Conflict of Laws Course Policies

The American Bar Association standards for accrediting law schools require not less than one hour of classroom or direct faculty instruction and two hours of out-of-class student work per week for each credit awarded for a class. According to the standards, fifty minutes suffices for one hour of classroom time, while an hour for out-of-class time is sixty minutes.

This is a three-credit class. We will spend 75 minutes together in class two time per week, which translates to 150 minutes of class time per week, which precisely the amount required.

The ABA minimum of out-of-class time for a three-credit course is six hours per week. This would be met if you devoted three hours preparing for each class — although you really should do more than that.

Laptops are not allowed in class. I will post notes for each class. In addition, the powerpoint slides for each class will be posted about an hour before class. These can be printed out and used for hand-written notes.

The ABA requires course syllabi to contain learning outcomes. The learning outcomes that I desire for this course are:

1) Mastery of the main choice-of-law approaches used by state and federal courts in the United States, as well as their theoretical underpinnings and criticism of those underpinnings.

2) Mastery of the basics of federal constitutional limitations on choice of law.

3) Mastery of the basics of the constitutional and non-constitutional limits on the recognition of foreign judgments.

Students will be expected to have done the reading each day and to have thought about the study questions.
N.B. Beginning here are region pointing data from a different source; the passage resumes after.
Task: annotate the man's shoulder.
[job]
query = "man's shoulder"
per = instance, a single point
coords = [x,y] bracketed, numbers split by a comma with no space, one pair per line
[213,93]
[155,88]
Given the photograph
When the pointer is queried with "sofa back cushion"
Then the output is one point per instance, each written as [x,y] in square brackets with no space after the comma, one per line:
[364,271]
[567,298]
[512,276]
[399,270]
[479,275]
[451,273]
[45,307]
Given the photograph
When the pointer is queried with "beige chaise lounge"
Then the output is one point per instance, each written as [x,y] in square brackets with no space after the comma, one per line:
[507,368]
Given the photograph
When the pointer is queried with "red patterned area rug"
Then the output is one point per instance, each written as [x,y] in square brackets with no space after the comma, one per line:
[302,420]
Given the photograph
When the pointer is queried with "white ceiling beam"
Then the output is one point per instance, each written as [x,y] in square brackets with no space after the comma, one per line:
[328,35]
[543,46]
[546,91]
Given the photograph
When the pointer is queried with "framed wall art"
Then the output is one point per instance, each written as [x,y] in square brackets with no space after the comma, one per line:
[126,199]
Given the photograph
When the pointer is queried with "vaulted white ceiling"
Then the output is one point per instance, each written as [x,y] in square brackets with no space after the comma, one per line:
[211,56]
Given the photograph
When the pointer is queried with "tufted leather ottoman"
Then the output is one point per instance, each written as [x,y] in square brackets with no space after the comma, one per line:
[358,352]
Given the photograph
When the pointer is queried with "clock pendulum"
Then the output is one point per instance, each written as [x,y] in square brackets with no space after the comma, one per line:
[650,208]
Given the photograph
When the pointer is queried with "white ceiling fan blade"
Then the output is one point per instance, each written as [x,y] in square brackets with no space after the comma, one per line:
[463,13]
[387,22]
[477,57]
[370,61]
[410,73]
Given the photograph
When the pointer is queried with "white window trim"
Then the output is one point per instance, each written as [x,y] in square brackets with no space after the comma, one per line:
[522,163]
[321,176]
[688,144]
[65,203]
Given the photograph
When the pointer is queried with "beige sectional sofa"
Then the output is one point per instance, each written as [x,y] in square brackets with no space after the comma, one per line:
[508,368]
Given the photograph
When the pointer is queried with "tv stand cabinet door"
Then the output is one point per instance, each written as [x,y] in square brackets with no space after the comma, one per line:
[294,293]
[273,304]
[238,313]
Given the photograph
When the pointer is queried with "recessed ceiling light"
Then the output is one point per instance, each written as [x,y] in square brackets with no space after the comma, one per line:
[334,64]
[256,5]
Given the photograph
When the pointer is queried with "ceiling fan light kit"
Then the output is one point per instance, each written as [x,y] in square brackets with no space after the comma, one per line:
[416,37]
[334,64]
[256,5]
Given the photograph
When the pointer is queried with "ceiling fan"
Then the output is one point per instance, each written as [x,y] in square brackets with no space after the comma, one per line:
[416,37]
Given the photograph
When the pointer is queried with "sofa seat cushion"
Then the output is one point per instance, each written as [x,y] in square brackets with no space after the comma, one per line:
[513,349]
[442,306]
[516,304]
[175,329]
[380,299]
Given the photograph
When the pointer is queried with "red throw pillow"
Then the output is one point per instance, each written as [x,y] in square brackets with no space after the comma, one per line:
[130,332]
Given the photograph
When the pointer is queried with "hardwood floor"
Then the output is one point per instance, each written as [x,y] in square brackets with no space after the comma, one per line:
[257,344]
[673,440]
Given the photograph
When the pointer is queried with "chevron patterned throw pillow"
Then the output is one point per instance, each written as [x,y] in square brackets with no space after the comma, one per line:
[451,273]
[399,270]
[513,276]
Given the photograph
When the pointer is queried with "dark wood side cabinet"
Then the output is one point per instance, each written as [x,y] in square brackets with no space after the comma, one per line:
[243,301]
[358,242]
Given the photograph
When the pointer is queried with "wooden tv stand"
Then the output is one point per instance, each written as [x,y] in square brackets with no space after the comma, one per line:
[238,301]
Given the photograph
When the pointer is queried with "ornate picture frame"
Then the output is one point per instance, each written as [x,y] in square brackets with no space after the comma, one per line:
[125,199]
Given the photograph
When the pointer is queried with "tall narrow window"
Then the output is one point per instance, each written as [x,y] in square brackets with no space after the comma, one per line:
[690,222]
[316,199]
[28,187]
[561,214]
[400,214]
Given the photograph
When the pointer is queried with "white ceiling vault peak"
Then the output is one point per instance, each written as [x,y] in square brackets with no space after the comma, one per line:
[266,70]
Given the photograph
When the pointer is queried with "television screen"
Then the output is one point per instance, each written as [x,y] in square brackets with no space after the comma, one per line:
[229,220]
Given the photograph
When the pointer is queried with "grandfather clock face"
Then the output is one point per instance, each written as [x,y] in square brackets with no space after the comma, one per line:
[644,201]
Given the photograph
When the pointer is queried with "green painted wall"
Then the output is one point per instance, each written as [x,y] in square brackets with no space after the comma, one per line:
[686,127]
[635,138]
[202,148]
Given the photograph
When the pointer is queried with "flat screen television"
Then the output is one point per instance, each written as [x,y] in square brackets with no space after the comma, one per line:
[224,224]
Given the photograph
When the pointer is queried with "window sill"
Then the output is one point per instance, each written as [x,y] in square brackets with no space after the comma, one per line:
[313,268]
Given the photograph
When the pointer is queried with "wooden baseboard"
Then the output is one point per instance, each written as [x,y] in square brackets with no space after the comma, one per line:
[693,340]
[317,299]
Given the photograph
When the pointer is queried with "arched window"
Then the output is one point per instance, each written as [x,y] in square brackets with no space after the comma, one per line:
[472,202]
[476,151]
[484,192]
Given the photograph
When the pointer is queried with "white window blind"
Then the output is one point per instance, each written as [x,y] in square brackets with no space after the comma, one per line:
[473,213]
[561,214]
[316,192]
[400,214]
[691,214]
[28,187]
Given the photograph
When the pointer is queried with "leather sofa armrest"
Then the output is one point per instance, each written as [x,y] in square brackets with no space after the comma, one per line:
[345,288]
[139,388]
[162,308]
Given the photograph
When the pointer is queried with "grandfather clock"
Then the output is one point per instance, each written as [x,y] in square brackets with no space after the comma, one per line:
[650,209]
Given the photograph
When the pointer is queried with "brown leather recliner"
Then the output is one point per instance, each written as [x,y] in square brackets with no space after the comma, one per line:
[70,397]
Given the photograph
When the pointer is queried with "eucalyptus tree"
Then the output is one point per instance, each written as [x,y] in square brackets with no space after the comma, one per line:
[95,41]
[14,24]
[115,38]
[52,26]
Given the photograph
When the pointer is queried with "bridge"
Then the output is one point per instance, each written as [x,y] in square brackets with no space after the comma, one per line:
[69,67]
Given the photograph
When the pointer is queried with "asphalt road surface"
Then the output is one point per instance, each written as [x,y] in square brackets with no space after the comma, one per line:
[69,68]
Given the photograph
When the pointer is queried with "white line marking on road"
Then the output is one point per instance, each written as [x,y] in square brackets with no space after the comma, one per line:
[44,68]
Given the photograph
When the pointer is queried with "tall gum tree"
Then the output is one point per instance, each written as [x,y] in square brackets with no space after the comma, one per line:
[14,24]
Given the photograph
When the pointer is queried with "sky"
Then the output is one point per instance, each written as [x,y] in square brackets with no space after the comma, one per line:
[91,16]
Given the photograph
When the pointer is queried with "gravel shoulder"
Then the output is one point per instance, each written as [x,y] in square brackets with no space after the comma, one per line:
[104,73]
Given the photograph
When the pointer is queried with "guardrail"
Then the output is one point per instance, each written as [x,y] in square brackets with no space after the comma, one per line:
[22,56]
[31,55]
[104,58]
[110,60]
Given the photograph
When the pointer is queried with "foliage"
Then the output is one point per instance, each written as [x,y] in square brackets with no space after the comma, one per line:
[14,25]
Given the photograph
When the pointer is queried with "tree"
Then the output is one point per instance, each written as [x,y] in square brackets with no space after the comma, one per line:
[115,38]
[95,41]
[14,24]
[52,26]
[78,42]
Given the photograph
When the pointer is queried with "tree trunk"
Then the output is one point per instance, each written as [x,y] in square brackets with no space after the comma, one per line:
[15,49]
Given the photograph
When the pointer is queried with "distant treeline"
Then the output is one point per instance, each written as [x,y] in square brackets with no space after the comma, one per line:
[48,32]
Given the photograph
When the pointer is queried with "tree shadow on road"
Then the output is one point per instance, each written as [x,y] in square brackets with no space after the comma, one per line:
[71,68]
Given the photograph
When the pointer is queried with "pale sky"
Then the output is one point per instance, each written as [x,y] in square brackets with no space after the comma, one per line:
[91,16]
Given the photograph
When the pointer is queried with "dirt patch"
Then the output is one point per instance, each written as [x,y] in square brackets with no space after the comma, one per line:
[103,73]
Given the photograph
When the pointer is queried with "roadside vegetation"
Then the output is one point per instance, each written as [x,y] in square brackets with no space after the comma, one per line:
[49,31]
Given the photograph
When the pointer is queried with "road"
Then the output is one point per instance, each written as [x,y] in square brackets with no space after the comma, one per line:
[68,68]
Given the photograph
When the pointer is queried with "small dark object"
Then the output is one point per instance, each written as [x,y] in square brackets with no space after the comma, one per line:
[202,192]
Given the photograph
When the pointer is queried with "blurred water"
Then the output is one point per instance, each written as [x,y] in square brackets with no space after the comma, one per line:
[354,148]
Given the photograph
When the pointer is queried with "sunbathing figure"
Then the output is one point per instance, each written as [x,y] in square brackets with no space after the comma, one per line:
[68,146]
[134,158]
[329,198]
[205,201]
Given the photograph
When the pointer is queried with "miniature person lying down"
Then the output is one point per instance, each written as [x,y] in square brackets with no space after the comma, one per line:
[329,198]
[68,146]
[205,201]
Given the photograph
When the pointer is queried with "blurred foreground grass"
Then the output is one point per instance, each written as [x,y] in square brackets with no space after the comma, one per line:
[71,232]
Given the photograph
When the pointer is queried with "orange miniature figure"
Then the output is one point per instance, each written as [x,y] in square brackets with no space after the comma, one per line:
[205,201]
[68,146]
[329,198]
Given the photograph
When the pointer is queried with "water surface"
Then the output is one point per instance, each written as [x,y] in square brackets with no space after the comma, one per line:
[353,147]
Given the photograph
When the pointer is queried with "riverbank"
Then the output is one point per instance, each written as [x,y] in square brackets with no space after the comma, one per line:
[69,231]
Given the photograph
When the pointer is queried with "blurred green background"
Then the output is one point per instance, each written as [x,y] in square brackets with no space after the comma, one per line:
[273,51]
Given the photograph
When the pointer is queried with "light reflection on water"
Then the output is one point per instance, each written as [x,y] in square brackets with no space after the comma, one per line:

Everyone is vulnerable to being called upon at random. If I am emailed by midnight the night before, however, you can "take a pass" and insure that you won't be called on that day. You can take a pass only two times the semester. During the final two weeks of class you cannot take more than one pass.

The class may not be taped without my permission.

The exam will be limited open book. Commercial outlines, hornbooks, treatises etc. will not be  permitted in the examination. You will not be permitted to access the internet for this examination, except to upload your exam at the end. You will be able to bring into the examination only the following materials:
a)    All materials assigned in this course, that is:
    i)     Currie, Kay, Kramer, & Roosevelt, Conflict of Laws (9th, 8th or 7th ed.)
    ii)    Other reading materials that were assigned on the website for the course.
b)     Any outline made by you or by a study group within which you participated.
c)     Your class notes.

I will take class participation into account in the final grade. I may raise some students' grades by a third (e.g. B+ to A-) if they are particularly active and informed class participants.